Secular challenges facing US retailers will negatively affect credit card banks and asset-backed securities (ABS) trusts due to their exposure to the private-label and co-branded credit card accounts, says a recent report. A small number of banks dominate US private-label card issuance, with top 5 accounting for 79 per cent of balances as of early last year.
As per the ‘Cross Sector — US: Store closures will hurt private label and co-branded credit card performance’ by Moody’s Investors Service, the largest issuers are Synchrony Financial Inc (unrated); Citigroup Inc (Baa1, stable); Alliance Data Systems Corporation (unrated) via its Comenity Bank (unrated) subsidiary, which was formerly known as World Financial Network National Bank; Capital One Financial Corporation (Baa1, stable); Wells Fargo & Company (A2, stable) and TD Group US Holdings LLC (A2, stable).

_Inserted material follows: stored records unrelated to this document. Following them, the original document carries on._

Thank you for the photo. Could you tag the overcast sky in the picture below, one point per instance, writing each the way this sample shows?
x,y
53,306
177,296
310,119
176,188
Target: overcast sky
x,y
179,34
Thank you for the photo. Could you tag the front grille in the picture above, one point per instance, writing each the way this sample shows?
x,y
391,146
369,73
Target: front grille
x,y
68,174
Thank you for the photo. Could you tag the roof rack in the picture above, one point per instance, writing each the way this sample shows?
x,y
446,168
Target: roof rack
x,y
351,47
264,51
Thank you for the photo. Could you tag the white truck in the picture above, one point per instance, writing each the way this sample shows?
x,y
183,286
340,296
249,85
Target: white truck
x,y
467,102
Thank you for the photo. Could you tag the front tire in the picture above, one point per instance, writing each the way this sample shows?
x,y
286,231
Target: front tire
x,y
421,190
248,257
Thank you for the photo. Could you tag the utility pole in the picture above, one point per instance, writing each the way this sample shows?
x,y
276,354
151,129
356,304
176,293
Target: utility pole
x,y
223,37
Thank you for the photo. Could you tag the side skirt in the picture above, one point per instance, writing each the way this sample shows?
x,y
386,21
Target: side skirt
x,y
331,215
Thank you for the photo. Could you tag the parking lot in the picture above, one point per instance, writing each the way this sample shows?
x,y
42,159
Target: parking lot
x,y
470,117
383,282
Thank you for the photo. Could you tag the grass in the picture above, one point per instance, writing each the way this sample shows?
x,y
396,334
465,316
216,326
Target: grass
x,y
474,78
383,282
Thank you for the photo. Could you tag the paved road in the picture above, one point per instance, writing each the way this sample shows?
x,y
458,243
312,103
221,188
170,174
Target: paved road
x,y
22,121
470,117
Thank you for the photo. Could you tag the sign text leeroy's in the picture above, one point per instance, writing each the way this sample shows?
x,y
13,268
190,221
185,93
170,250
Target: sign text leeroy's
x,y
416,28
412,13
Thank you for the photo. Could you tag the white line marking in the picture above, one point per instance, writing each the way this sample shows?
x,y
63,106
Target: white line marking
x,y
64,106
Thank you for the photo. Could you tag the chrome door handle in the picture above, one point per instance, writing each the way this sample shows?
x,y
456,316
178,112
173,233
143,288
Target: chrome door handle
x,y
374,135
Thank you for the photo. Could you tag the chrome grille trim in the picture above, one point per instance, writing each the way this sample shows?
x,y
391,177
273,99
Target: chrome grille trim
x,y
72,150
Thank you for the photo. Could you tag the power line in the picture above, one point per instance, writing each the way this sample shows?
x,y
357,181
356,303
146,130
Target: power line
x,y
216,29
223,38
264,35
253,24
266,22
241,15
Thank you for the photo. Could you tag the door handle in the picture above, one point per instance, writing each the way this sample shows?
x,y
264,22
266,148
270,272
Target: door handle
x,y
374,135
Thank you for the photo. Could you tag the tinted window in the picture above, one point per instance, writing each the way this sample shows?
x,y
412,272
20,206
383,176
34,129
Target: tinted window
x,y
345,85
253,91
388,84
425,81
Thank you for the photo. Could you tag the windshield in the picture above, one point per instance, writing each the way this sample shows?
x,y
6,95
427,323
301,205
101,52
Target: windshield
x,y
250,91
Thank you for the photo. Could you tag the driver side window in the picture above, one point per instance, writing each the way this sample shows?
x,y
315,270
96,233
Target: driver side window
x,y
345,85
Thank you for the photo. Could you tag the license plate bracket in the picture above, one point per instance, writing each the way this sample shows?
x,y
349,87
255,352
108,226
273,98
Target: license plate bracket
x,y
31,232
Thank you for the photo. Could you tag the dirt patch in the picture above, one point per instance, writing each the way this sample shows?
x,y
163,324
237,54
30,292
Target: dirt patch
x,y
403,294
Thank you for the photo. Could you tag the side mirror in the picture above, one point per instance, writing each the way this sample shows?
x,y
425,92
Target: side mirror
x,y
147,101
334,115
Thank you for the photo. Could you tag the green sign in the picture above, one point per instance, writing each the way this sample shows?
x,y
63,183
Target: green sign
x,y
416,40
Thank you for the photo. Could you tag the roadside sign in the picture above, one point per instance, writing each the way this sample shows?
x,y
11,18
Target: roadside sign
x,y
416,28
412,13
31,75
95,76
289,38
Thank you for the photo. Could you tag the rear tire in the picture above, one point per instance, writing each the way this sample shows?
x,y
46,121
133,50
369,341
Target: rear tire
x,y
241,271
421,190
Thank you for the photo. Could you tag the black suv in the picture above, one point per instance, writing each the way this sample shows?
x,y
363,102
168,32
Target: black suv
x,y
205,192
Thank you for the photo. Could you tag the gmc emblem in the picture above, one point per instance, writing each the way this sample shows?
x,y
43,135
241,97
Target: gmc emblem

Moody’s regulate that co-branded cards will experience similar effects from store closures, though to a smaller degree. Co-branded cards can be used at any merchant that accepts general purpose cards utilising the associated payment network (e.g. Visa and Mastercard). Sales challenges could create incentives for retailers to push for looser underwriting standards by their card issuing partners, which would weaken the credit quality of these accounts, especially new accounts.
Private-label and co-branded cards represent only a modest source of credit risk and revenues for most banks and credit card ABS trusts and the negative effects will be limited by the size of their exposure.
Citi and Capital One rely on private-label and co-branded card loans for a high single-digit percentage of their earnings, also with heavy retail concentrations. Wells Fargo and TD Bank have very modest retail private-label and co-branded credit card exposures relative to their overall loan portfolios.